B. Pembatasan dan Rumusan Masalah 1. Pembatasan Masalah
Agar masalah yang akan penulis bahas tidak terlalu meluas sehingga dapat mengakibatkan ketidakjelasan maka penulis membuat pembatasan
masalah yakni, membahas peran dan kontribusi KPAI sebagai State Auxiliary Organs yang ditinjau dari pelaksanaan tugas dan wewenangnya pada
perlindungan terhadap anak telantar. Dalam penelitian ini penulis akan fokus pada peran KPAI dalam menangani kasus-kasus penelantaran anak diantaranya
kasus penelantaran anak di Cibubur dan kasus penelantaran, kekerasan dan pembunuhan Angeline di Bali sebagai gambaran umum terhadap kasus-kasus
penelantaran anak di Indonesia.
2. Rumusan Masalah
Berdasarkan latar belakang kemunculannya, maka tujuan utama pembentukan State Auxiliary Organs adalah untuk menyelesaikan
masalah-masalah sosial tertentu yang belum mampu diselesaikan oleh lembaga negara primer yang sudah ada. Diantara sekian banyak masalah
sosial di Indonesia, masalah sosial anak khususnya anak telantar merupakan masalah sosial yang harus segera diatasi. Maka, kemunculan KPAI sebagai
State Auxiliary Organs yang bebas dari intervensi politik diharapkan menjadi jawaban atas permasalahan sosial anak khususnya anak telantar yang semakin
lama semakin kompleks.
Namun kenyataannya, tugas dan kewenangan KPAI yang diatur melalui Pasal 76 Undang-undang Nomor 35 tahun 2014 Tentang Perubahan
Atas Undang-undang Nomor 23 tahun 2002 Tentang Perlindungan Anak sangat terbatas.
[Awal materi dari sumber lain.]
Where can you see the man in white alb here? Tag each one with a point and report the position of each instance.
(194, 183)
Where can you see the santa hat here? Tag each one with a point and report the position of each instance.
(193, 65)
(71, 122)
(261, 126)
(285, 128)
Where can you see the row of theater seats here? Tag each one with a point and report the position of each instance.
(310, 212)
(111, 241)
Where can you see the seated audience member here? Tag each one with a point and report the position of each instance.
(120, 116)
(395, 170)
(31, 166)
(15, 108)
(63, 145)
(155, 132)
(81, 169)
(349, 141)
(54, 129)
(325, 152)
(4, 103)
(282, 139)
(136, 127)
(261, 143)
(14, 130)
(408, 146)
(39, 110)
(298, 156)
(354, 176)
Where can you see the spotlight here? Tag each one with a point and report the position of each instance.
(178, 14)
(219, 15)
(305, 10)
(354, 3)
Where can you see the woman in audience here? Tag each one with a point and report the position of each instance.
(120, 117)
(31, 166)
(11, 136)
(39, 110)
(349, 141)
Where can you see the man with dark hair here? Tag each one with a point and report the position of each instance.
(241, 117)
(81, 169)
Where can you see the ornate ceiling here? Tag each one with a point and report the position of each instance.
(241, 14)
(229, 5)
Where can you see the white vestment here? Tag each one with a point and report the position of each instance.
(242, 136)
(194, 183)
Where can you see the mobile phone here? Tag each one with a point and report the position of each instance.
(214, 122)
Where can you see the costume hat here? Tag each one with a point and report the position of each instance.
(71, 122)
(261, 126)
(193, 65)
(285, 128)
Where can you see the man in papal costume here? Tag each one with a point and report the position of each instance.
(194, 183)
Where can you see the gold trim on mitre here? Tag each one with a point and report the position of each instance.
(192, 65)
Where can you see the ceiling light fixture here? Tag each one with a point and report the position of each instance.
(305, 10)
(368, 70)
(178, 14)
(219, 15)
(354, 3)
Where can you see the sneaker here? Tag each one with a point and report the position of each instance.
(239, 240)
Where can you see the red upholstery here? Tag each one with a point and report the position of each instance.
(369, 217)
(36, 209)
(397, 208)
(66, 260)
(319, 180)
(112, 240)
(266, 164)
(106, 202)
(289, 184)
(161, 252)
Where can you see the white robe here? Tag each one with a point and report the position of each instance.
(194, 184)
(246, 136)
Hal ini mengakibatkan KPAI terkesan tidak optimal dalam
menyelesaikan masalah sosial anak, khususnya masalah anak telantar. Rumusan masalah di atas, penulis rangkum dalam bentuk pertanyaan
sebagai berikut : a.
Bagaimana usaha KPAI dalam perlindungan terhadap anak, khususnya anak telantar?
b. Bagaimana efektivitas KPAI sebagai State Auxiliary Organs pada
penanganan kasus penelantaran anak?
C. Tujuan dan Manfaat Penulisan 1.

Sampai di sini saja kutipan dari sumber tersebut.